Laborde added that global hunger affected over 152 million people, with no improvement in the past two years.
Today, 733 million people suffer from chronic hunger, and 2.3 billion face food insecurity, according to the UN annual report on “The State of Food Security and Nutrition in the World.”

Laborde explained that the global economic crisis has worsened food insecurity, keeping hunger levels high.
Alongside this, climate shocks and conflicts are major causes of hunger. He also pointed out that food insecurity is closely tied to inequality, and the economic crisis, rising living costs, and high interest rates are deepening existing inequalities both within and between countries.
On whether economic diversification in Gulf Cooperation Council (GCC) countries is boosting food security, Laborde said: “A move towards a more diversified economy and enhancing the ability to rely on various sources of food supplies are key drivers of food security resilience and stability.”
“GCC countries have managed to shield themselves from major shocks, primarily due to their high income levels and ability to cover import costs without difficulty,” he explained.
Regarding the FAO’s outlook on reducing global hunger, Laborde insisted that ending hunger will require a significant increase in funding.
When asked for suggestions on how governments could enhance food security, Laborde said: “Despite global figures remaining stable, improvements are seen in Asia and Latin America, showing that the right policies and conditions can reduce numbers.”
“Hunger is not inevitable. Investing in social safety nets to protect the poor, along with making structural changes to food systems to be more environmentally friendly, resilient, and equitable, is the right path forward,” emphasized Laborde.
The annual State of Food Security and Nutrition in the World report, published on Wednesday, said about 733 million people faced hunger in 2023 – one in 11 people globally and one in five in Africa.

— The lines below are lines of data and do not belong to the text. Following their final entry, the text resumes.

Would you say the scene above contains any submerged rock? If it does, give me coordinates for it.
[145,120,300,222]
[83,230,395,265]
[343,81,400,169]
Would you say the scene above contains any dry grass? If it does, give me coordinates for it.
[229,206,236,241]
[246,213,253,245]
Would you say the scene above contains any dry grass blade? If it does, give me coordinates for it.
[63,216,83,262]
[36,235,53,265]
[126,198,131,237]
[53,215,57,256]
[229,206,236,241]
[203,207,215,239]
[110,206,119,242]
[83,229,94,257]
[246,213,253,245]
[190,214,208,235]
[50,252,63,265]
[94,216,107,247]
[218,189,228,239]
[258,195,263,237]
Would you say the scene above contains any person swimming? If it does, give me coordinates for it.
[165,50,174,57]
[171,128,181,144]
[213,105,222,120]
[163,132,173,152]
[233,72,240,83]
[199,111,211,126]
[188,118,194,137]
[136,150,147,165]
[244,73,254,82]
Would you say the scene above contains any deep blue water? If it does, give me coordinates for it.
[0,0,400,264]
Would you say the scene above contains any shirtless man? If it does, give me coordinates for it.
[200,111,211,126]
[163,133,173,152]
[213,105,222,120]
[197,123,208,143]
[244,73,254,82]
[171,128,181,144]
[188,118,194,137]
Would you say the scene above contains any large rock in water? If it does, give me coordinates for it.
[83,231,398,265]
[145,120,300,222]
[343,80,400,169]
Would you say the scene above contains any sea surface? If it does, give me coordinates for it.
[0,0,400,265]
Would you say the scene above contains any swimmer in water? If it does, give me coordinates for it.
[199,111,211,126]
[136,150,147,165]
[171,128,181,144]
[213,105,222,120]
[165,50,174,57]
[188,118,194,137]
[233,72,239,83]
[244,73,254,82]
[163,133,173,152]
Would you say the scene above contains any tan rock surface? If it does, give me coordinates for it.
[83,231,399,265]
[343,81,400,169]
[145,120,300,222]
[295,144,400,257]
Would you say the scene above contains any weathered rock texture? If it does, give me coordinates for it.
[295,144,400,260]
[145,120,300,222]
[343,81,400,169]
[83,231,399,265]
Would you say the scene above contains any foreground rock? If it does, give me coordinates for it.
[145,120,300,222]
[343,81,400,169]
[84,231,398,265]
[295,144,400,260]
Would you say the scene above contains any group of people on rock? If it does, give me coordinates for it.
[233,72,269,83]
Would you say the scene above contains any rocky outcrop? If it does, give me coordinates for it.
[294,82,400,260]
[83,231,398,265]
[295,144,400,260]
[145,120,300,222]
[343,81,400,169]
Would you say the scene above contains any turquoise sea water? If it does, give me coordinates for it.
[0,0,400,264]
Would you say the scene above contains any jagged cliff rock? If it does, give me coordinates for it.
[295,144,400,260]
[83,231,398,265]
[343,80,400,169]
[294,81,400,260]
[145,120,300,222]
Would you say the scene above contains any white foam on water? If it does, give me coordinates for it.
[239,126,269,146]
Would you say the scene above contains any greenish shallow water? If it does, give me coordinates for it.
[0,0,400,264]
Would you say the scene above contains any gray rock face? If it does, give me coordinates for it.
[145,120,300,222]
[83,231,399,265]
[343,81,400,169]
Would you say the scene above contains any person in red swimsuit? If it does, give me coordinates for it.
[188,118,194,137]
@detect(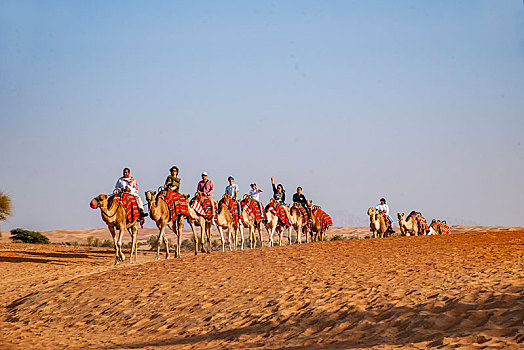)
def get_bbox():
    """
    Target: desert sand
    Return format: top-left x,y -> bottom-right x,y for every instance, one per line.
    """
0,228 -> 524,349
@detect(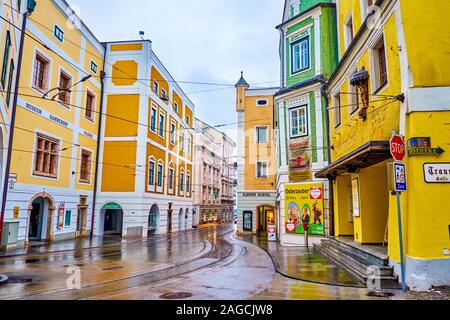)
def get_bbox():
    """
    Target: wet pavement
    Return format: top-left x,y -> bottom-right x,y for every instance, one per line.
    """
0,225 -> 442,300
240,234 -> 365,288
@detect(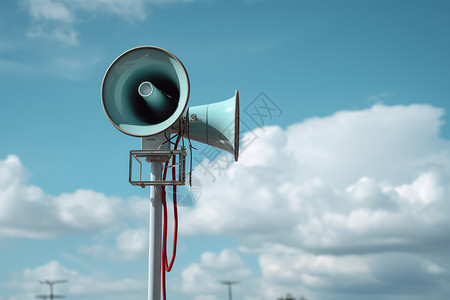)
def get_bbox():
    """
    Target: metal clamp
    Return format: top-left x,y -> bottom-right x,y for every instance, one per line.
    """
128,149 -> 186,188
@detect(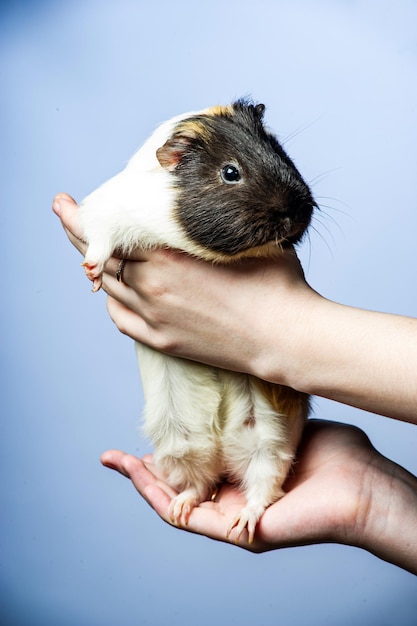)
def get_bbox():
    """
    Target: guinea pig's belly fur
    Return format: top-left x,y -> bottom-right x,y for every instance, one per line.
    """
80,103 -> 309,541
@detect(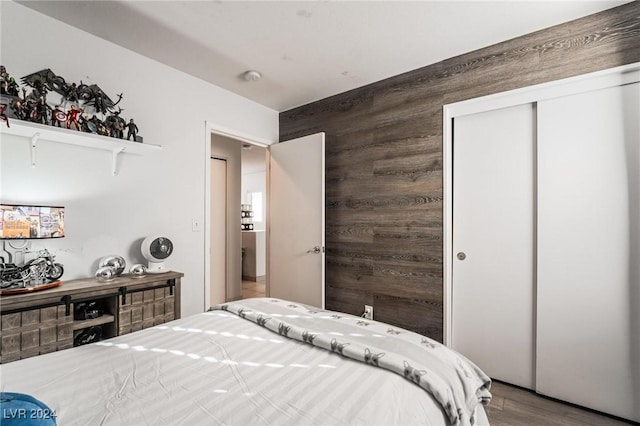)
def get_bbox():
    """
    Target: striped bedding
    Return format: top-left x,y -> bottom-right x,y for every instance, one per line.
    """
0,299 -> 488,425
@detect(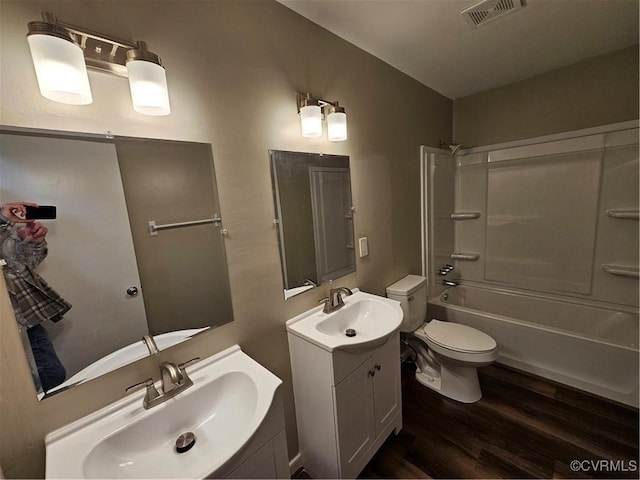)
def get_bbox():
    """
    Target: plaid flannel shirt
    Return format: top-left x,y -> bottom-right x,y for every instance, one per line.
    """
0,216 -> 71,328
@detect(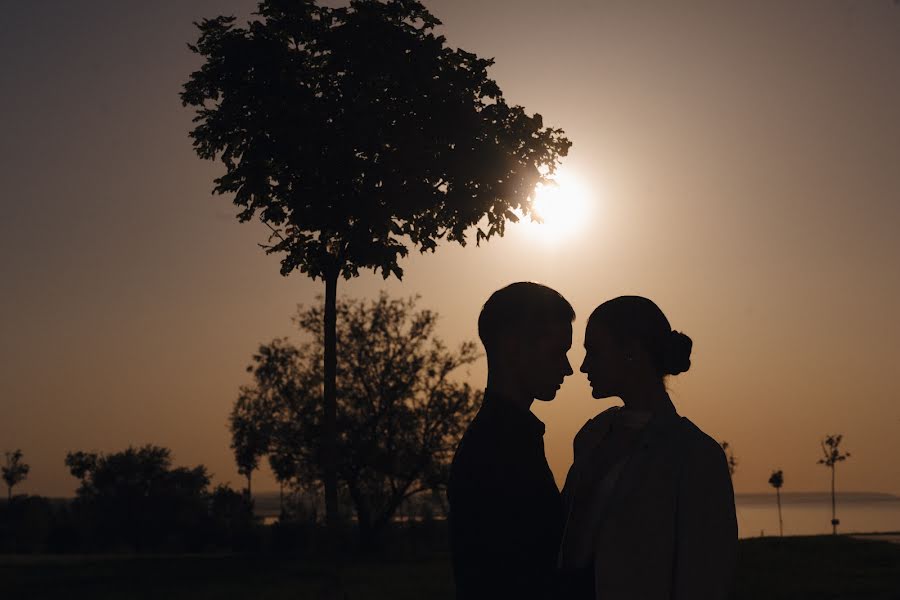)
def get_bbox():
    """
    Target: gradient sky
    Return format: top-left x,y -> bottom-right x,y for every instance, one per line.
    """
0,0 -> 900,495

Hunger and food insecurity present critical challenges affecting millions globally.
The annual report, released this year during the G20 Global Alliance for Hunger and Poverty Task Force ministerial meeting in Brazil, warns that the world is significantly lagging in achieving Sustainable Development Goal 2—ending hunger by 2030.
It highlights that global progress has regressed by 15 years, with malnutrition levels comparable to those seen in 2008-2009.
Despite some progress in areas like stunting and exclusive breastfeeding, a troubling number of people still face food insecurity and malnutrition, with global hunger levels rising.